There is a tendency within sales teams to offer a discount when it hasn’t been asked for, because it’s easier to make a sale.

I would suggest any business starts their accounts not at turnover level, but instead have a line above that which looks at gross sales, then less the discounts to give you your turnover. 

Very quickly, if you can get that information, you will see the impact that discounting has on the business.

Always test pricing. If you have particular product, service or are in a niche market, test your pricing there first. Don’t go ahead and put the prices up across the board, instead look to test it in such a way that you can get feedback from customers old and new.

If you are looking at a higher price point, why not start with new customers first. This won’t damage existing relationships.

CUSTOMER ACQUISTION

Referrals are still the best way to acquire new business.

Ask your existing customers and get feedback, good, bad or indifferent, it will help your business.

If it’s good, then thank them and see if they know anyone else who might benefit from your business.

If they are a good customer for you, the people they recommend are likely to be good customers as well. You end up with a virtuous circle of good customers recommending good customers.

Negative feedback gives you a chance to make things better. If you can make things right with a slightly unsatisfied customer, then they generally will become big fans and refer work.

 With your marketing you need to be doing the right things to get to the right audiences.

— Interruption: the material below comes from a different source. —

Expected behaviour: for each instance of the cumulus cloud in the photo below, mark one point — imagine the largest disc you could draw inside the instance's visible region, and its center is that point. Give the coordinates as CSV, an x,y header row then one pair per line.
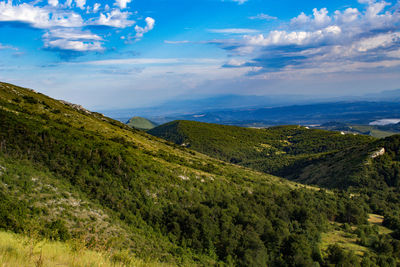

 Product marketing is all good and well if you are big enough. However, in general marketing needs to reflect your business culture so you attract people who have similar values.

There are number of tried and tested ways to break into new markets. It might be attendance at trade shows or editorial into trade magazines.

                                                                                                               

How can Burgis & Bullock support?

We do a great deal of work on business growth strategies through our mastermind groups and also on how to measure the impact of those strategies.

The Burgis & Bullock Business Mastermind Group will be making a return in Spring 2022 and you can head to https://www.bb-bmg.uk/ for more information.

Building an effective business growth strategy is a long-term game but you can always take the occasional sprint too.

It’s about having a plan and working to the plan. You need to have the reporting structure in place to measure changes you have made on a monthly basis, or at the very least quarterly.

Look at the inputs into the business and what is changing as a result of the strategy, before it gets to outputs of sales/profits, this allows you to make decisions more timely and quickly.